I was finding it very good to own, to possess, to take root; to be possessed and owned, in turn. I carried an obscure sense of triumph over Baxter.
* * * * *
Darrie, who had been to town the week before, had come back with a report of Penton's unhappiness, his belated acknowledgment that he was still, in spite of his battle against the feeling, deeply in love with his discarded wife. It was not so easy to tear her out of his heart, she had intertwined so deeply there ... eight years with a woman, and one child by her, and affection for her was no easy thing to root up from one's being.
"I sat there a long while with him in Riverside Park," Darrie reported, "it was chilly and he wore an old overcoat because he couldn't afford a new one. His hair was greying at the temples. He looked stooped, aging, frail as if an extra wind might lift him up and carry him away from me....
"He was worried about my having been brought into what he called 'the mess' ... wondered how the papers had not scented 'the other woman' in me, no matter how innocent I was of that appellation.
"He seemed so lonely ... admitted he was so lonely....
"Johnnie, you're both poor, dear innocents, that's what you are--
"But of the two of you, you are the harder, the best equipped to meet the shock of life ... for you will grow wiser, where Penton never will."
"How did Penton speak of me?"
"Splendidly--said he considered that in a way, perhaps, he had worked you a wrong, done an injustice to you."
"Nonsense, the poor little chap!"
"He made me cry, he acted so pathetic ... he seemed like a motherless little boy that needed a woman's love and protection."
"Darrie, why don't _you_ marry him?"
"Now you're trying to do with me as he tried to do with Ruth and you ... marry him ... no ... I'm--I think I'm--in love with 'Gene Mallows."
Penton was pleased to hear, she said, that Daniel and I had got on so nicely together, while he was down at West Grove....
* * * * *
So, as I rode in the dusty, bumping train, my mind reverted to our whole friendship together, and tenderness welled up in my heart for Penton Baxter.
* * * * *
In the office of the New York _Independent_ sat William Hayes Ward, old, bent over, with his triple-lensed glasses behind which his dim, enlarged eyes floated spectrally like those of a lemur.
He greeted me with a mixture of constraint and friendliness.
"Well, my boy, you've certainly got yourself into a mess this time."
"A 'mess,' Dr.

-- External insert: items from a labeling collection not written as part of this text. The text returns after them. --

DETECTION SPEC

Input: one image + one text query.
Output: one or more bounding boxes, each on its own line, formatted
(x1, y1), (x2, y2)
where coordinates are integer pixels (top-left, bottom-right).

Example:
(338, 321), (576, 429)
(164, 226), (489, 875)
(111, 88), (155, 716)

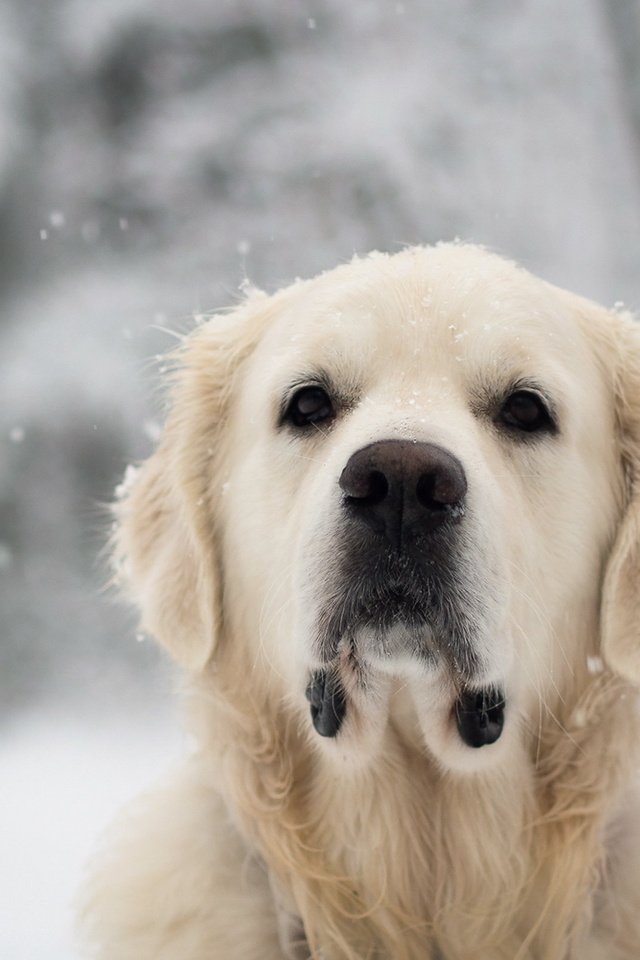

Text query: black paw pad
(306, 670), (347, 737)
(454, 687), (505, 747)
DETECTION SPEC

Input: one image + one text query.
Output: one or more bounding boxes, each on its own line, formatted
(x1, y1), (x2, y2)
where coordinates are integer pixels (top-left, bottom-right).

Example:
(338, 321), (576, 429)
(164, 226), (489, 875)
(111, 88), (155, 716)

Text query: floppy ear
(602, 314), (640, 685)
(113, 294), (269, 670)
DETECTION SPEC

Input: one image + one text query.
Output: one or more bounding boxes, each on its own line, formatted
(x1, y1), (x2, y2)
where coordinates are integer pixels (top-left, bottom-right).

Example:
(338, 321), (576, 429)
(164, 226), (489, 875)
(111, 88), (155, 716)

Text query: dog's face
(117, 246), (640, 768)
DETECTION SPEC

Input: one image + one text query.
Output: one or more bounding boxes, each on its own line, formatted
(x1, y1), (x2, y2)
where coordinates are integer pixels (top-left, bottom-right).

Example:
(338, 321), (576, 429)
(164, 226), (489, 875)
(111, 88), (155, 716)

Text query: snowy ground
(0, 706), (183, 960)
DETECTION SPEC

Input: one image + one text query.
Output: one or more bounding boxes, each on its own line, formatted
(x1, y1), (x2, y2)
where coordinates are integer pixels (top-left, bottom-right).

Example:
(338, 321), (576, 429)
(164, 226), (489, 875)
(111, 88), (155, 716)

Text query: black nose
(340, 440), (467, 550)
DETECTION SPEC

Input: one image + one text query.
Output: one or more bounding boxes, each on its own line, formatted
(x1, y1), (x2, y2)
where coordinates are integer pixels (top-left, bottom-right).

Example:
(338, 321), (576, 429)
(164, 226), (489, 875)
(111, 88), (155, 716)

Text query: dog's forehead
(255, 245), (588, 392)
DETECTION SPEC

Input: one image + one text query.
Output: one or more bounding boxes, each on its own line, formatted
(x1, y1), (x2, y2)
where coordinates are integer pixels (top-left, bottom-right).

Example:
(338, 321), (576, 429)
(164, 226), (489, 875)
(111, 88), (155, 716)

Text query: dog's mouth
(306, 667), (506, 749)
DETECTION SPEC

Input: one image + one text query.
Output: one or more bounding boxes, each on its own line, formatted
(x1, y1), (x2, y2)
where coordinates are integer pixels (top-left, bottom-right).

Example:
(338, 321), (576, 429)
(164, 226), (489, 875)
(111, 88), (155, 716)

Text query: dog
(82, 243), (640, 960)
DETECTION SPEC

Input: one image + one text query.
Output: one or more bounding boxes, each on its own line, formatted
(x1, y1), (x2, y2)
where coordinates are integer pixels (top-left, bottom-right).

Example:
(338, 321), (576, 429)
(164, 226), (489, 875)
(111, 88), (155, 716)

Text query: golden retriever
(83, 244), (640, 960)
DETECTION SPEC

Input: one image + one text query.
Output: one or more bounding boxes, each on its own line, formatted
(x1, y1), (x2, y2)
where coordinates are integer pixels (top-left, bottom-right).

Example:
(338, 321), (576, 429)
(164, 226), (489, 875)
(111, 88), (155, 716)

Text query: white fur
(83, 245), (640, 960)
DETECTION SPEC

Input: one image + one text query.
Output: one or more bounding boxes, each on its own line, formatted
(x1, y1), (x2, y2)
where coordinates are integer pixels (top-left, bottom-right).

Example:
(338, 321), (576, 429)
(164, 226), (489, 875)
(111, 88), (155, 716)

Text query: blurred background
(0, 0), (640, 960)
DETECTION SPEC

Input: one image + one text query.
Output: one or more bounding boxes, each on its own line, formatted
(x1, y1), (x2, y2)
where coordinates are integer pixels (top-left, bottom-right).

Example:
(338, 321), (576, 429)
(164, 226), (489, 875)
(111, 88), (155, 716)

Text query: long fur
(77, 251), (640, 960)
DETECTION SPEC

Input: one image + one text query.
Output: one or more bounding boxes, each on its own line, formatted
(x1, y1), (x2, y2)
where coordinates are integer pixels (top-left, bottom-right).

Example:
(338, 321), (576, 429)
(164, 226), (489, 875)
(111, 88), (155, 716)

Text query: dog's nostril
(340, 465), (389, 506)
(416, 470), (467, 510)
(366, 470), (389, 506)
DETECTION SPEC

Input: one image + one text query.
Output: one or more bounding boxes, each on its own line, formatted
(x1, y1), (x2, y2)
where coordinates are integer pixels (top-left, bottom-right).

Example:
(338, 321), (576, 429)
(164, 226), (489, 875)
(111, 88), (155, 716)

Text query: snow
(0, 0), (640, 960)
(0, 711), (183, 960)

Ward?" I interrogated, quoting back to him the word he had used,--with rebuke in my voice.
"How else shall I phrase it?"
"--with the understanding that I expect from an old friend, one who bought my first poems, encouraged my first literary endeavours,--who enheartened and helped me at the inception of my struggle for recognition and fame."

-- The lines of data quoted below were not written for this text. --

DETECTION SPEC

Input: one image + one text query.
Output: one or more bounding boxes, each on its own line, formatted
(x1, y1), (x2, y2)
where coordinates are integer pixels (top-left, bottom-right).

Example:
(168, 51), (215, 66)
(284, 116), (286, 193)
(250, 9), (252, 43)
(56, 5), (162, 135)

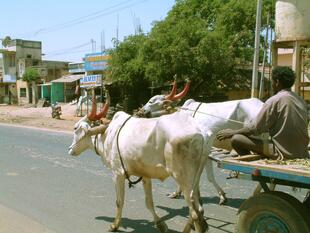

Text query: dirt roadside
(0, 104), (80, 133)
(0, 104), (80, 233)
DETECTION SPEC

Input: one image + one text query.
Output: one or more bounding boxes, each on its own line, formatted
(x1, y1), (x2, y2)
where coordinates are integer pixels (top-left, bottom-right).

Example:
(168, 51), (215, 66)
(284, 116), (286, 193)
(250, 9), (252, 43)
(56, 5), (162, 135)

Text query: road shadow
(95, 216), (179, 233)
(95, 196), (245, 233)
(201, 196), (246, 209)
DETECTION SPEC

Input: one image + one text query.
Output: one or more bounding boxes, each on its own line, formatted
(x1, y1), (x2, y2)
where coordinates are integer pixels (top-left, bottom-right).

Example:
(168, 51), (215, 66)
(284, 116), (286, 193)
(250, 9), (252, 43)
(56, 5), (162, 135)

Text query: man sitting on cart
(217, 67), (309, 160)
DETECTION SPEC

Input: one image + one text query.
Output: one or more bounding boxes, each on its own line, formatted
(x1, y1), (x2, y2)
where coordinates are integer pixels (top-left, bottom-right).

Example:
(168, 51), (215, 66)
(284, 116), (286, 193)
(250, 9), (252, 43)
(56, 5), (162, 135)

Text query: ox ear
(172, 80), (191, 101)
(87, 124), (109, 136)
(88, 91), (111, 121)
(165, 80), (177, 100)
(163, 100), (173, 108)
(87, 89), (97, 121)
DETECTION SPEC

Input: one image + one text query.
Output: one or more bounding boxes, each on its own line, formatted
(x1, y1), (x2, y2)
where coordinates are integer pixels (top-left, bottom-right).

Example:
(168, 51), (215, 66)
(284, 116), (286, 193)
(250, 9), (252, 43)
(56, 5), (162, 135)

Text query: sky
(0, 0), (175, 62)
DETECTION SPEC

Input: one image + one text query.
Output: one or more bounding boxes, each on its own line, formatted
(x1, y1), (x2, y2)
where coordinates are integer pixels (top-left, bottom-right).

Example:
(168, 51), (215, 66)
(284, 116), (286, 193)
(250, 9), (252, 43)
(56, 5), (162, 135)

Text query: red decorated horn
(87, 90), (110, 121)
(165, 80), (177, 100)
(172, 81), (191, 100)
(96, 92), (111, 120)
(87, 90), (97, 121)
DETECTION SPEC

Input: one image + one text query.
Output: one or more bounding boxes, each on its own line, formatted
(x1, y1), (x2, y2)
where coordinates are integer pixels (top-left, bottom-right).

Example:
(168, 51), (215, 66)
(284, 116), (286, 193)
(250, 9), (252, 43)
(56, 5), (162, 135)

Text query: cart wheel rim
(250, 213), (291, 233)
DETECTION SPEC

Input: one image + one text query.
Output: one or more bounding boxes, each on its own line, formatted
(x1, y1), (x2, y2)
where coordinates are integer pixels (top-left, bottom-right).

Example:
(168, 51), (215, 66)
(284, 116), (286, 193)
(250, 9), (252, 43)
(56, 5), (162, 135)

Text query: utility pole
(90, 39), (96, 53)
(251, 0), (262, 98)
(101, 30), (105, 52)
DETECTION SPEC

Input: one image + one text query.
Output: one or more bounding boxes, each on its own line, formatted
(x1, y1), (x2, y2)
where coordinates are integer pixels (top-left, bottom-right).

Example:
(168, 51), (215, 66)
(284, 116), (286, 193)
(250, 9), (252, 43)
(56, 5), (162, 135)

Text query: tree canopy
(22, 67), (40, 82)
(109, 0), (273, 103)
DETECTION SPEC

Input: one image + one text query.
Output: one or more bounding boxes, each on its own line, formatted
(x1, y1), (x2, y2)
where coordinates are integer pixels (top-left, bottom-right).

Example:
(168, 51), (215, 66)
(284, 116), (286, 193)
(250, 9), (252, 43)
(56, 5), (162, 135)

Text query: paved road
(0, 125), (306, 233)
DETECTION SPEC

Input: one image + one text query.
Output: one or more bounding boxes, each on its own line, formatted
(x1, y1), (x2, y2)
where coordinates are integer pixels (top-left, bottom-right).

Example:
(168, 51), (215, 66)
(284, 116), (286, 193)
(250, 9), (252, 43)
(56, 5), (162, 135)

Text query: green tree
(106, 0), (274, 101)
(107, 33), (149, 110)
(22, 67), (40, 104)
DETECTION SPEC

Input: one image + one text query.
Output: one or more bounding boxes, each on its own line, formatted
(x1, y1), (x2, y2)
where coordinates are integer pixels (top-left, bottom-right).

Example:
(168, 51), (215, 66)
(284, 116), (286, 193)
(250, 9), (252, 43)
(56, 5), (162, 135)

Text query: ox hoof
(168, 192), (181, 199)
(155, 221), (168, 233)
(109, 224), (118, 232)
(219, 194), (227, 205)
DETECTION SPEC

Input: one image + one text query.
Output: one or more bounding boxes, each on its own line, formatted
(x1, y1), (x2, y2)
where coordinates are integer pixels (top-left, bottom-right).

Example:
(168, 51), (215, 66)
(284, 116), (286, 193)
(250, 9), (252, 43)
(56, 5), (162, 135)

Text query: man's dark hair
(272, 66), (295, 88)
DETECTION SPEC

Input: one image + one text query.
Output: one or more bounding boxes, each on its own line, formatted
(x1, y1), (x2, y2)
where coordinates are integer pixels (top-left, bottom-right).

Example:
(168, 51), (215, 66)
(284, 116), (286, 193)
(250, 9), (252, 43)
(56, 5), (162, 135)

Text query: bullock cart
(211, 150), (310, 233)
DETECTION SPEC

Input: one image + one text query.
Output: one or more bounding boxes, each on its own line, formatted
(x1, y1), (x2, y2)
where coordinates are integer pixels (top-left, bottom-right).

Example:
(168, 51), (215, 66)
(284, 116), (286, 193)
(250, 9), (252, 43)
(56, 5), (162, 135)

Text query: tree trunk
(31, 81), (38, 104)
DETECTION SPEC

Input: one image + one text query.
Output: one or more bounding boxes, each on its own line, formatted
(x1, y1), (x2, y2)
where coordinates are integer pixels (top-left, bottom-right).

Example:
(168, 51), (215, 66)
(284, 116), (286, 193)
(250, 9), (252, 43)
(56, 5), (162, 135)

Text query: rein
(116, 116), (142, 188)
(94, 134), (100, 156)
(179, 106), (243, 125)
(193, 102), (202, 117)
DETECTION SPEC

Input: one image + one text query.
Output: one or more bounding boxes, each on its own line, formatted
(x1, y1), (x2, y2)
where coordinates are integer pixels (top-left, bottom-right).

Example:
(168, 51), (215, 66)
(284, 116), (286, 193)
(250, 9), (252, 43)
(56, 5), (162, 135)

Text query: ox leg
(206, 158), (227, 205)
(143, 178), (168, 233)
(109, 175), (125, 232)
(183, 188), (208, 233)
(168, 185), (182, 199)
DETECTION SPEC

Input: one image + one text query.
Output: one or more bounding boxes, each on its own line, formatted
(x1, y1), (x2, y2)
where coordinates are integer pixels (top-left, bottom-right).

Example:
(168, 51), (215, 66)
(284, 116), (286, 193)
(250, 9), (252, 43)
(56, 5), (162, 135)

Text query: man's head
(272, 66), (295, 93)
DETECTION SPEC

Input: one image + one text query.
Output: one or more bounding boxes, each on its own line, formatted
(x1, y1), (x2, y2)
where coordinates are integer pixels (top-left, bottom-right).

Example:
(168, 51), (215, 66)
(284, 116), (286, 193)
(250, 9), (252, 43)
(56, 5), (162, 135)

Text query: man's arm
(216, 127), (252, 141)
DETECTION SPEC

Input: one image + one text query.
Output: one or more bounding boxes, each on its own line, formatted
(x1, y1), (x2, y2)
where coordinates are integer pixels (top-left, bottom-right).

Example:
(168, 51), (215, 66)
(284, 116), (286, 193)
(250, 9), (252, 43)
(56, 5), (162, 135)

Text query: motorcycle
(51, 102), (61, 119)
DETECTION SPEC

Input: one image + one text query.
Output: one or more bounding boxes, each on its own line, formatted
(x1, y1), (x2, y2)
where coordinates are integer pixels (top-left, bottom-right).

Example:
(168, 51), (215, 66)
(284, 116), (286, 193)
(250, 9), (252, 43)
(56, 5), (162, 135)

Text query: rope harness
(193, 102), (202, 118)
(179, 103), (243, 125)
(116, 116), (142, 188)
(94, 134), (100, 156)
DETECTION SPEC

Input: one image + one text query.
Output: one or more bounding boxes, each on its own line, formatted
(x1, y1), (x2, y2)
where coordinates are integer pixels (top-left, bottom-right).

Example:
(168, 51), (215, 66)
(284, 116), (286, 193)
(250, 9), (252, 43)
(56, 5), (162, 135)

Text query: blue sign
(3, 74), (16, 83)
(84, 52), (110, 71)
(80, 74), (102, 87)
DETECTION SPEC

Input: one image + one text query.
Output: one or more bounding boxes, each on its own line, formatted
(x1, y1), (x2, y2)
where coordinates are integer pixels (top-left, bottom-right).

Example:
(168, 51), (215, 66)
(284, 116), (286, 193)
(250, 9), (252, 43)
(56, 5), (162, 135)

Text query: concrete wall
(16, 80), (29, 105)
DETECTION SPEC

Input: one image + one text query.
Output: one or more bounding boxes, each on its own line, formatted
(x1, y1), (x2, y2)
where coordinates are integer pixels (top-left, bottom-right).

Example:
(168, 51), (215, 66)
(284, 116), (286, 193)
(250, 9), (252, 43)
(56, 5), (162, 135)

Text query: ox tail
(190, 134), (207, 199)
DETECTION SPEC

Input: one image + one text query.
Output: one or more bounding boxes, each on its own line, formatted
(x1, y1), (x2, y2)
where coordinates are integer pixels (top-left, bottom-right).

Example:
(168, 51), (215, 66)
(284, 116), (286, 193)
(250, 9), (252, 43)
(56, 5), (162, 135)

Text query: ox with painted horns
(69, 90), (208, 233)
(137, 80), (191, 118)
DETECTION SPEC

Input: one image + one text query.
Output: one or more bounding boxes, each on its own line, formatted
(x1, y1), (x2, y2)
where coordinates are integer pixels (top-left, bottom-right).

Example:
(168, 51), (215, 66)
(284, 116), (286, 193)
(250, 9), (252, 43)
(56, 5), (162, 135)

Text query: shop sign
(84, 53), (110, 71)
(80, 74), (102, 88)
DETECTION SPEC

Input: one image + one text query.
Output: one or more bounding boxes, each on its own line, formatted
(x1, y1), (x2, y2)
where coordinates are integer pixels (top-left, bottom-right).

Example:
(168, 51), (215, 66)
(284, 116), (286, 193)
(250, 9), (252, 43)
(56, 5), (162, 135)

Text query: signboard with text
(84, 52), (110, 71)
(80, 74), (102, 88)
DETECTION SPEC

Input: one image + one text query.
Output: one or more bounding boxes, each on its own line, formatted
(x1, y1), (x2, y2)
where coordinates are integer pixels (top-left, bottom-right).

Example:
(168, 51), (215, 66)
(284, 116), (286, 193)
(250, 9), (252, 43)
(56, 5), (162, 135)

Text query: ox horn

"And now you've won too much of the baser coinage of fame, of a kind that a poet should never have."
"I have a poem with me ... one on the subject of what Christ wrote on the sand--after which he bade the woman go and sin no more ... and he who was without sin should cast the first stone."
Dr. Ward looked over the half-moons of his triple glasses at me ... he reached for the poem and read it.
"Yes, it's a fine poem, with that uniqueness in occasional lines, that occasional touch of power, that marks your worst effusions, Mr. Gregory!... but," paused he, "we do not allow the _Woman Taken in Adultery_ in the columns of the _Independent_."
"Well," I shot back, pleased with myself at the retort I was making, "well, I'm mighty glad Christ didn't keep her out of the pages of the New Testament, Dr. Ward!"
He barely smiled. He fixed me with a steadfast look of concern.
"Are you still with--with Mrs. Baxter?"
"Yes--since you ask it."
"The sooner you put that woman out of your life the better for you."
"Dr. Ward--one moment!... understand that no woman I love can be spoken of as 'that woman' in my presence--if you were not an old man!--" I faltered, choking with resentment.